Recently a computer vision research report on deep fakes published in a scientific journal received wide media attention. It was about the new algorithms, developed by a team from the Samsung AI Center and the Skolkovo Institute of Science and Technology, Moscow. The Samsung engineers developed realistic talking heads that can be generated from a series of images or even a single image.
The system basically works by training itself on a series of landmark facial features that can then be manipulated. The researchers used publicly available database of more than 7,000 images of celebrities and a huge number of videos of people talking to the camera.

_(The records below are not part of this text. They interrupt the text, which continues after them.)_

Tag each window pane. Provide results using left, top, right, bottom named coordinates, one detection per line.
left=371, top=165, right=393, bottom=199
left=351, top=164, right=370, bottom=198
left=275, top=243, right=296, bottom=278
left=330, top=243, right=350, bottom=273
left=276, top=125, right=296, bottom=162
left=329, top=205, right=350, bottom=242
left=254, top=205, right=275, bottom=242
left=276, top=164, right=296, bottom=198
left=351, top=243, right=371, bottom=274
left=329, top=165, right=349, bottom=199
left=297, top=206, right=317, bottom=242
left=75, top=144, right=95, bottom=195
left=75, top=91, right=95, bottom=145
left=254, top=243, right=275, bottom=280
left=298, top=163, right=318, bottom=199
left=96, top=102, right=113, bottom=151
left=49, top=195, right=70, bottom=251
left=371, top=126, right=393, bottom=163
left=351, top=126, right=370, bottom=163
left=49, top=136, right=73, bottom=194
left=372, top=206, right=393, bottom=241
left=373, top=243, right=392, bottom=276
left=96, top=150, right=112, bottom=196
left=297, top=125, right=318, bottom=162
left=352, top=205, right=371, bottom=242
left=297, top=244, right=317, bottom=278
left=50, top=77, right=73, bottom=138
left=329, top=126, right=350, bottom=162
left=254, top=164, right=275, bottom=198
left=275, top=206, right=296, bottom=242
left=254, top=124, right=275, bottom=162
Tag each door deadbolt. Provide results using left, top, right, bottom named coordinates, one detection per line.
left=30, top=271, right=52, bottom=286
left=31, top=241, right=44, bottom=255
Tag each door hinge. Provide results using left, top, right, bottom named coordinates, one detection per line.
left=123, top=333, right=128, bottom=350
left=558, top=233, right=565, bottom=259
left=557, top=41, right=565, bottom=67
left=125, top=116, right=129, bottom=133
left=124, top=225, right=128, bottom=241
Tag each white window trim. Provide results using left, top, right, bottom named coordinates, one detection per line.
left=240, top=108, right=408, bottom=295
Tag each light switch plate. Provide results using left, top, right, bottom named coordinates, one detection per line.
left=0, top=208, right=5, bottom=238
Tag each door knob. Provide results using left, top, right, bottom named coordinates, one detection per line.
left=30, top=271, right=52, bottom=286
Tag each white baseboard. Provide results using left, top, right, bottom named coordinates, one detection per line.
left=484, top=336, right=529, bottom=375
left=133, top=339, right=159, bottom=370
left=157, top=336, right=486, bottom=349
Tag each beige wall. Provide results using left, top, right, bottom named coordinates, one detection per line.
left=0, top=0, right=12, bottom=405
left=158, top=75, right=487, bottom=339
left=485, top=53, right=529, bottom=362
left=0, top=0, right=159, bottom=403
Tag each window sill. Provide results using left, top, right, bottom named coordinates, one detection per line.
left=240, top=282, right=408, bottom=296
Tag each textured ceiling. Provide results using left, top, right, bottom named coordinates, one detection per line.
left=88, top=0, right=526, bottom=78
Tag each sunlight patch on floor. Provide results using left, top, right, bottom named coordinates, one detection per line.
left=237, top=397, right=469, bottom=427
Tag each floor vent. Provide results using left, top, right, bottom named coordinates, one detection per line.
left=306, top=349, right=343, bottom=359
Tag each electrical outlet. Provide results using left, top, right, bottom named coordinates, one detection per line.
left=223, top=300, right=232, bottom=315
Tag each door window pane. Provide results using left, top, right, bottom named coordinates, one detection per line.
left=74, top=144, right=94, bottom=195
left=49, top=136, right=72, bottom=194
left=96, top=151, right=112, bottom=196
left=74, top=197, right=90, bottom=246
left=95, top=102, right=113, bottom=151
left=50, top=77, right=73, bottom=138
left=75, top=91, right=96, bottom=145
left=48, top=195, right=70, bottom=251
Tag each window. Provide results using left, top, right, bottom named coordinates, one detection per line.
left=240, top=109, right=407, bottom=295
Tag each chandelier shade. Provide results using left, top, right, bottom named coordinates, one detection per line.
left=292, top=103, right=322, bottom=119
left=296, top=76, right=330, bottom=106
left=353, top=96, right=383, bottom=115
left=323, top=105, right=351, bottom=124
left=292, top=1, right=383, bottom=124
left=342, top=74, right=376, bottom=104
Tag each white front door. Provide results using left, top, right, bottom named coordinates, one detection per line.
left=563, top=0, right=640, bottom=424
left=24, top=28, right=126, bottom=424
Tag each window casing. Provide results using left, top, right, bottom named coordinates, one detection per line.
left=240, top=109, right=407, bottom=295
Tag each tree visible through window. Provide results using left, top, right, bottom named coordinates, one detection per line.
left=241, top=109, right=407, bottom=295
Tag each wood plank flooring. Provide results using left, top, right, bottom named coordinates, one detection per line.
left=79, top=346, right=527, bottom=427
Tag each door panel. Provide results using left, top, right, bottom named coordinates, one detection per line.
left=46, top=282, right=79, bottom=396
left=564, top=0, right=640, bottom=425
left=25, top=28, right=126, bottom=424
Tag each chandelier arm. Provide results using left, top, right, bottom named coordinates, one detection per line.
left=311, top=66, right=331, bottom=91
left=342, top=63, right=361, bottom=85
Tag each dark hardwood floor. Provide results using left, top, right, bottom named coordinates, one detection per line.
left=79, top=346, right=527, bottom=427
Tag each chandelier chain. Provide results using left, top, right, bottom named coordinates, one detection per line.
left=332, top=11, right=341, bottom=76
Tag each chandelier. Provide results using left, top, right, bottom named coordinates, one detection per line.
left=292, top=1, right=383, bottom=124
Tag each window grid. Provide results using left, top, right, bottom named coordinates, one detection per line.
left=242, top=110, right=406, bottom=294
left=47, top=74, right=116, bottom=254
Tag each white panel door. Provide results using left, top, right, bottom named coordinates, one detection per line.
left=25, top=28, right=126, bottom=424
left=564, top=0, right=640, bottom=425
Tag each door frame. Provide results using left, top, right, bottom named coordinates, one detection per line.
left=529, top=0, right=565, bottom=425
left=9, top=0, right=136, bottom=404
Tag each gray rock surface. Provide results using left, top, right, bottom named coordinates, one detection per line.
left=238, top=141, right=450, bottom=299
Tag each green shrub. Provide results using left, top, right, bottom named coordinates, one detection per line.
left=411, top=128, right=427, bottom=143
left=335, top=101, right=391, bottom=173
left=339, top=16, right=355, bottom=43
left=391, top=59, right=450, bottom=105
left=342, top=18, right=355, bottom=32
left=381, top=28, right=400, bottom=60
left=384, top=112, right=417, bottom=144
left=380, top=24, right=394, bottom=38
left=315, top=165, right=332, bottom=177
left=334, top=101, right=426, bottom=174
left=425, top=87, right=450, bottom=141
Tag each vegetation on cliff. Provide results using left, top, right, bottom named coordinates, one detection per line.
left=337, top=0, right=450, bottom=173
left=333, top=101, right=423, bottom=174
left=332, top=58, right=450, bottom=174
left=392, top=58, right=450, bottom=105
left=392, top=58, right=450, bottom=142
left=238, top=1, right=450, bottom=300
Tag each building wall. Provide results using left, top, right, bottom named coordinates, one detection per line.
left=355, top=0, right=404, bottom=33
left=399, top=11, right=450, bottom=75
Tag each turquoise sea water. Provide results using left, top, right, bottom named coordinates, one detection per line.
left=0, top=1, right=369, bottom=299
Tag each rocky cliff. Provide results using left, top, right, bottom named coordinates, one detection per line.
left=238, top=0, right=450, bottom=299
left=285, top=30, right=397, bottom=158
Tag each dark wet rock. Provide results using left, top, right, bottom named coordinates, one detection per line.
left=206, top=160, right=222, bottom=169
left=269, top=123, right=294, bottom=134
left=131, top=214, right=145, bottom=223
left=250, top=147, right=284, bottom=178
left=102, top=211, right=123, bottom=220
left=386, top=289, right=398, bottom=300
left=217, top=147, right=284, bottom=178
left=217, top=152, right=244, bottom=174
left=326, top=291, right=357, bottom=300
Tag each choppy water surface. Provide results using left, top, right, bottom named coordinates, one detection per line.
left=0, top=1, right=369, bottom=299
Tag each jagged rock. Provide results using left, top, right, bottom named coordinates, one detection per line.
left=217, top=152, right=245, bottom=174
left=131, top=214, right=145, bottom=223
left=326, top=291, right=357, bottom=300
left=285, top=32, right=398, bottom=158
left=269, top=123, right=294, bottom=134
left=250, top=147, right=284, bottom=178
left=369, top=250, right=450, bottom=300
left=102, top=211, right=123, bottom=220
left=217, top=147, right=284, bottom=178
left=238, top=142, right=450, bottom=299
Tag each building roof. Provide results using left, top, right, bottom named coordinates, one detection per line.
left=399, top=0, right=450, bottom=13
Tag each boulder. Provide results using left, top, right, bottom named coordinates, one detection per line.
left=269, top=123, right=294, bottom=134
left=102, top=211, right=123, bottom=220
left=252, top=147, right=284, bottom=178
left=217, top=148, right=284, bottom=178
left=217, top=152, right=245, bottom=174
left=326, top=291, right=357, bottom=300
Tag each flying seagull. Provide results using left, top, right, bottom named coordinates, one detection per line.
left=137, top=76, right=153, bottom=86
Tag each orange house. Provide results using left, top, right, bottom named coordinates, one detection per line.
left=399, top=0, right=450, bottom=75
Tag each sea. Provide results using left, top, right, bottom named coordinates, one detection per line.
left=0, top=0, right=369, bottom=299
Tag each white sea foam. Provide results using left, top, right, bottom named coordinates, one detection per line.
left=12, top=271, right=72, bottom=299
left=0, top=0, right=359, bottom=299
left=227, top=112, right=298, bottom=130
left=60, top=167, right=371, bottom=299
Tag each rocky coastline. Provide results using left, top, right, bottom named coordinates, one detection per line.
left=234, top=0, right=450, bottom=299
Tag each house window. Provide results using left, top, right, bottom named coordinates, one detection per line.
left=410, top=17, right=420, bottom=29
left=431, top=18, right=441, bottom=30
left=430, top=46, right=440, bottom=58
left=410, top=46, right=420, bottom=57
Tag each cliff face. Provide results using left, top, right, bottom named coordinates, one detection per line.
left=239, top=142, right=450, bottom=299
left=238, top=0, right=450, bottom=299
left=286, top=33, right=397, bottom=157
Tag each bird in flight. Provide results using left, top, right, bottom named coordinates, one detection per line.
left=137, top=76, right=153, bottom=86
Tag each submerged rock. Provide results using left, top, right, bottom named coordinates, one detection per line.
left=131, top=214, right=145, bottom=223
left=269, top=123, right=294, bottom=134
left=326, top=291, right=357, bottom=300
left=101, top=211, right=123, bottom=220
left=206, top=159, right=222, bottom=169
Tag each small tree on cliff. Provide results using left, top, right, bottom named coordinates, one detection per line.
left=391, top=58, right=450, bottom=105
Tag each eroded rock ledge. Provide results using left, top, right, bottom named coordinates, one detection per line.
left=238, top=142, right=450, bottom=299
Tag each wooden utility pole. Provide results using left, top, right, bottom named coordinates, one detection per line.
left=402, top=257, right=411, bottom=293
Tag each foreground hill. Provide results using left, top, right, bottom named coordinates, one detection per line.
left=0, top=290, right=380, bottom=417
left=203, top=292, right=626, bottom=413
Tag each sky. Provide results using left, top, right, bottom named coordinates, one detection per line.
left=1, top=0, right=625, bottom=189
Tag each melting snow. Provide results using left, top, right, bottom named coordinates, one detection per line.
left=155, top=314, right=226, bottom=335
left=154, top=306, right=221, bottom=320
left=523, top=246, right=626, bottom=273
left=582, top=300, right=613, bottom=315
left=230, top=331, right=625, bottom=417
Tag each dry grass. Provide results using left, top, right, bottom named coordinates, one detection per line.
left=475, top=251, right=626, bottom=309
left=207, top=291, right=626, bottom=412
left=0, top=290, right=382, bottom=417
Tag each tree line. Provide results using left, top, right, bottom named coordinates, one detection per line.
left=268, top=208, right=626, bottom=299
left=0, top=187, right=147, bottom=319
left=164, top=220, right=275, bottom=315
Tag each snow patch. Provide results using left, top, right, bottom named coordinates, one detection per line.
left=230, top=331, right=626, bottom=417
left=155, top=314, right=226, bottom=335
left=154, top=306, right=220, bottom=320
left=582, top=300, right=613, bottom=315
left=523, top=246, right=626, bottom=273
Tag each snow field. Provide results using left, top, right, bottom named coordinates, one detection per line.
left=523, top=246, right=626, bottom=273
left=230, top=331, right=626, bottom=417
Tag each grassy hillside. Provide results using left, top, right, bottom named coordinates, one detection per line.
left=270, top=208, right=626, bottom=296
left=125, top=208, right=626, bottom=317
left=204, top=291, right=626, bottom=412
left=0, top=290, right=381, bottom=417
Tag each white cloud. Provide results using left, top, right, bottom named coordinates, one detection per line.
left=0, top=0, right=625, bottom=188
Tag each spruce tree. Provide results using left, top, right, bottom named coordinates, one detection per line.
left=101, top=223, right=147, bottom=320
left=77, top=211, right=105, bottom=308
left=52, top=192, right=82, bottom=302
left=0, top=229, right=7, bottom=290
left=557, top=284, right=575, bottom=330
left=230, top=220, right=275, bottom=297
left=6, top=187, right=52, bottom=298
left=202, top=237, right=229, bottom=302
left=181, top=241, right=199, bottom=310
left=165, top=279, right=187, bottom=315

The system makes use of a convolution neural network, and works best with a variety of sample images taken at different angles — but it can be quite effective with just one picture. Such an approach is able to learn highly realistic and personalized talking head models of new people and even portrait paintings, as we see in Mona Lisa animation they created. In essence, the Samsung research demonstrates that AI can even put words in the mouth of Mona Lisa or for that matter any portrait image, and do it ultra-realistically.
The researchers claim that the technology may have “practical applications for telepresence, including [video conferencing] and multi-player gaming, as well as special effects industry.”
So we may soon see Martin Luther King, Jr singing your favorite hip hop song and Elvis Presley delivering the “I have a dream” speech.
Welcome to the future world of ultra-real deep fakes!